Less is known about how oxidative DNA damage affects the function and lifespan of human HSCs. Yahata and colleagues use a strategy of detecting the in vivo repopulating dynamics of individual human HSCs to test the hypothesis that the continuous production of ROS during long-term repopulation induces an accumulation of DNA damage that leads to exhaustion of human HSCs. The authors have previously reported that the repopulating potential of human HSCs progressively deteriorated as they went through extensive repopulation process.⁸  In the present study, Yahata et al demonstrate that the decreased repopulating capacity of human HSCs during serial transplantation is accompanied by increased ROS and DNA damage in the repopulating donor HSCs (see figure panel B). Interestingly, the authors observed that higher DNA damage remained unrepaired in quiescent HSCs than in cycling progenitors. In addition, the oxidative DNA damage increases expression of cell-cycle inhibitors, causing HSCs to undergo premature senescence and consequently leading to the functional impairment of HSCs in vivo. Finally, treatment with the antioxidant NAC can abrogate the effect of oxidative DNA damage on HSC function.¹ 

These results underscore the importance of oxidative DNA damage repair to maintaining the function of HSCs. One intriguing aspect of the findings in the study by Yahata et al is that actively cycling progenitors (Lin⁻CD34⁺CD38⁺) accumulate much less ROS or DNA damage than relatively quiescent HSCs (Lin⁻CD34⁺CD38⁻) do. In explaining why and how the HSCs and the progenitors respond differently to the same DNA damage, the authors argue that progenitor cells may either possess more efficient DNA repair mechanisms or simply purge the severely damaged cells. This would be consistent with a notion that compared with quiescent HSCs, proliferating progenitors are more resistant to DNA damage.⁴  Nevertheless, this finding is contrary to 2 recent reports showing that common myeloid progenitors in mice and flies produce significantly increased levels of ROS compared with HSCs.^9,10  One possible explanation for this discrepancy is that the repopulated progenitors may have arisen from HSCs containing low ROS.

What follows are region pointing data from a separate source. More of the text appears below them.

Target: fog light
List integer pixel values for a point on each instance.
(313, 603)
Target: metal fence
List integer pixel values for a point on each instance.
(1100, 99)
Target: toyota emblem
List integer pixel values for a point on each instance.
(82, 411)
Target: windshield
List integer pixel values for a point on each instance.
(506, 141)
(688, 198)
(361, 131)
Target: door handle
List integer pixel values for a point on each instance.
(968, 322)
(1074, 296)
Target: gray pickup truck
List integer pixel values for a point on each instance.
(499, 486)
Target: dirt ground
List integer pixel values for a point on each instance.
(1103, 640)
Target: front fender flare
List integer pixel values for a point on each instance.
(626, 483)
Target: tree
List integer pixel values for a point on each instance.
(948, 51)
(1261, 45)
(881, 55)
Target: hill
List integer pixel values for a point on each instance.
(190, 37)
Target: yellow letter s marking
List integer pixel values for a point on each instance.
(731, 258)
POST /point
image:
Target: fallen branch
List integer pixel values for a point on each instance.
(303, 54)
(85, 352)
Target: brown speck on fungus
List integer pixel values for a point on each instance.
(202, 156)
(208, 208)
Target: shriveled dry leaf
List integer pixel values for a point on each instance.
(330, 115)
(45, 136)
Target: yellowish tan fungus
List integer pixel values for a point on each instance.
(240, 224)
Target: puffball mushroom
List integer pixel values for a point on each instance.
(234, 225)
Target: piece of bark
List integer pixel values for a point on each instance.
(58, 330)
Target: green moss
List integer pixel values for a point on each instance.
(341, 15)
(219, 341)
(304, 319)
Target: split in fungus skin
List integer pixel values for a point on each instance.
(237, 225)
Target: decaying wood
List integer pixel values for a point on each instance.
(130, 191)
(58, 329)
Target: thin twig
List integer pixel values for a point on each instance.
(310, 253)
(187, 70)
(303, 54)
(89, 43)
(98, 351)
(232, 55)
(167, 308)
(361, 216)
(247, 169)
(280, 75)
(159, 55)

Another intriguing finding by Yahata et al is the observation that the cell-cycle status of human HSCs can reversibly change from quiescence to oxidative stress–induced activation during repopulation (see figure panel B). Analysis of BrdU incorporation shows that at 2 weeks after transplantation, Lin⁻CD34⁺CD38⁻ cells exited quiescence and underwent activation and expansion. However, these proliferating Lin⁻CD34⁺CD38⁻ cells were able to regain quiescence at the later phase of primary transplantation as well as in serial transplantation. This finding raises important questions as to whether activation is required for efficient repair of oxidative DNA damage in stressed HSCs and whether elimination of the DNA damage is sufficient for the activated HSCs to return to quiescent state. Although further evidence needs to be provided, it is tempting to speculate that reversibility between quiescence and activation may be a physiologic function of activated HSCs at the interface between damage repair and re-establishment of homeostasis. In this context, it is noteworthy that a recent study in mice shows that HSCs reversibly switch between dormancy and self-renewal at the interface between homeostasis and repair.⁶ 

One major caveat associated with these findings is that the study used Lin⁻CD34⁺CD38⁻ population, which may be not homogenous but contain both stem cells and progenitors. Recent studies from the Dick group demonstrate that sorting based on CD49f identifies highly purified human HSCs.¹¹  Nevertheless, the findings by Yahata and colleagues shed new light on oxidative DNA damage response in human HSCs and extend our understanding of HSC maintenance under stress. Moreover, the model of combined human xeno-transplant with antioxidant supports the view that antioxidants could be of considerable therapeutic value in the clinical setting of HSC transplantation.